In April 2015, PCM completed its acquisition of IT solutions provider En Pointe Technologies Sales, Inc. based in Gardena, California. The assets were acquired by an indirect wholly owned subsidiary of PCM, which now operates under the En Pointe brand.

In November 2015, PCM acquired the North American business-to-business operations of Systemax, including TigerDirect, for $14 million.

In January 2017, PCM acquired Canadian Microsoft Cloud solutions company Stratiform Inc for C$2.1 million.

In April, 2017, PCM announced its entry into the United Kingdom and Europe through a wholly owned subsidiary, PCM Technology Solutions UK, LTD, (“PCM UK”).

In September 2017, PCM UK acquired Stack Technology Holdings, Ltd (The Stack Group), a leading provider of technologies and services across the UK.
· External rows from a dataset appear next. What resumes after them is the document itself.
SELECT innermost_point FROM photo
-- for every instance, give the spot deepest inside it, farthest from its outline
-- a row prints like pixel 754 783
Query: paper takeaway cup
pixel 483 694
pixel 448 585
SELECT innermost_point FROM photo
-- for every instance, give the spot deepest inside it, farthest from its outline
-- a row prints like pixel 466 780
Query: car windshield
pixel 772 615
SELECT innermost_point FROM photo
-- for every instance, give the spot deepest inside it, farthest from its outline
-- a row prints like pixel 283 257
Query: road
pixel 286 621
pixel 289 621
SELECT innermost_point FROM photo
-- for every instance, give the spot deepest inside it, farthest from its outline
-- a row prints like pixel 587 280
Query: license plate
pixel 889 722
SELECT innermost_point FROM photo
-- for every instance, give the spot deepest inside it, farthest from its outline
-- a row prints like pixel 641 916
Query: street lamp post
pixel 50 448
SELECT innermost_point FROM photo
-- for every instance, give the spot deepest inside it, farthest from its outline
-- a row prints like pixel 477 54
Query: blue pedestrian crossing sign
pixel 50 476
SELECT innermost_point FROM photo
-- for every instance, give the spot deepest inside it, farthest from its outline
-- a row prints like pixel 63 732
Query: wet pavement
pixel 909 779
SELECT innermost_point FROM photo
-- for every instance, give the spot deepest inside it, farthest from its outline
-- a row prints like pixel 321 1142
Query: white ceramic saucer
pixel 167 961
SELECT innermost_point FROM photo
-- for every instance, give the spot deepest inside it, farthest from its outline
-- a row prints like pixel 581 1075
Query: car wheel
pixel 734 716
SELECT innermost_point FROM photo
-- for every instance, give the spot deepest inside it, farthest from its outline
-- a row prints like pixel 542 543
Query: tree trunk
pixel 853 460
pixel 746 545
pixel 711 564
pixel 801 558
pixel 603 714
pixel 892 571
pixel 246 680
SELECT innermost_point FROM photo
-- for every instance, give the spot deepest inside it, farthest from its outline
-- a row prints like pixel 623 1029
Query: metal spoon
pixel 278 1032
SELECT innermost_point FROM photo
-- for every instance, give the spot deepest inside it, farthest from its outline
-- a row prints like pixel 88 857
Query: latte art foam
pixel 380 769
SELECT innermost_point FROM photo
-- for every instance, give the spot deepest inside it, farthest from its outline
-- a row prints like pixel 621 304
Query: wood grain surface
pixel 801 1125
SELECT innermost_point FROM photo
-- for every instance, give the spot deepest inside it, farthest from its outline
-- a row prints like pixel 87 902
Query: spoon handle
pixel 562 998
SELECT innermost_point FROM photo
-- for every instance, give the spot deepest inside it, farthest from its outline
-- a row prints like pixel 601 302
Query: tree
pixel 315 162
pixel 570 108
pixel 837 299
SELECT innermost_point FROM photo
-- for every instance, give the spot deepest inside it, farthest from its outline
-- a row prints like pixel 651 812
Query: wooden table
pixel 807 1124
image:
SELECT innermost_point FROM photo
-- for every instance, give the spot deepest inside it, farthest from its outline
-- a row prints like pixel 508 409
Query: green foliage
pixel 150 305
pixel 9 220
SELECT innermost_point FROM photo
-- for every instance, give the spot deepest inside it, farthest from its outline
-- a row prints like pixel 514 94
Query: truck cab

As of August 30, 2019, PCM has been acquired by Insight Enterprises.

== Subsidiaries ==
PCM, Inc. expansion has divided it into several divisions that cater to specific markets and functions.

- PCM Sales, Inc.
PCM Sales Inc. is the largest division in the company with almost 1,000 employees. The division provides technology and IT products that mostly cater to small and medium businesses through the company's main website, catalogs, and through the use of social media. This division also offers products, solutions, and services to corporate and enterprise clients.

- PCM Services
PCM Services is a division of PCM Inc. that provides computing, data management and other solutions to all PCM business customers.

- PCMG, Inc.
PCMG is a direct marketing reseller of IT products and services for the public or federal government and health care clientele in the United States. The subsidiary provides hardware, software, networking tools, peripherals, storage, supply, and other computing solutions for its target market. PCMG also provides computing, management, and IT design for the hospitals, medical clinics, private and public sectors, non-profit organizations, and companies that are engaged in health care.

- PCM Sales Canada, Inc.
A division of PCM Inc. based out of Montreal, Canada

- Acrodex Incorporated A PCM division handling TigerDirect.ca is based from Richmond Hill, Ontario and IT solutions from Edmonton, Alberta. Acquired by PCM in 2015.
- M2 Marketplace Inc.
M2 Marketplace Inc. is a division of PCM under the name MacMall that mainly targets consumers selling Macintosh computers, iPods, iPads, and all other Apple products. The division also caters to home and consumer technology products and services.

- PCM Logistics LLC
PCM Logistics supports administrative and fulfillment functions for its parent company, PCM. Based in El Segundo, California, it was founded in 2002 to cater services such as finance and accounting, advertising, information technology, operations, sales, human resources talent acquisition and management, and facilities.

- PCM BPO LLC
PCM BPO LLC is a wholly owned subsidiary of PCM Inc. located in Manila, Philippines. Established in 2005, the company provides back office support for marketing, customer service, IT operations, accounting, and sales of PCM and its subsidiaries in the United States.

== Financial Information ==
PCM was delisted from NASDAQ and trading was halted at 8 p.m. on August 29, 2019 after PCM merged with Insight Enterprises, Inc. (NASDAQ: NSIT)
As a publicly traded company, PCM, Inc (NASDAQ: PCMI), has publicly available financial statements and reports. In 2013, PCM reported 1.424 billion in sales.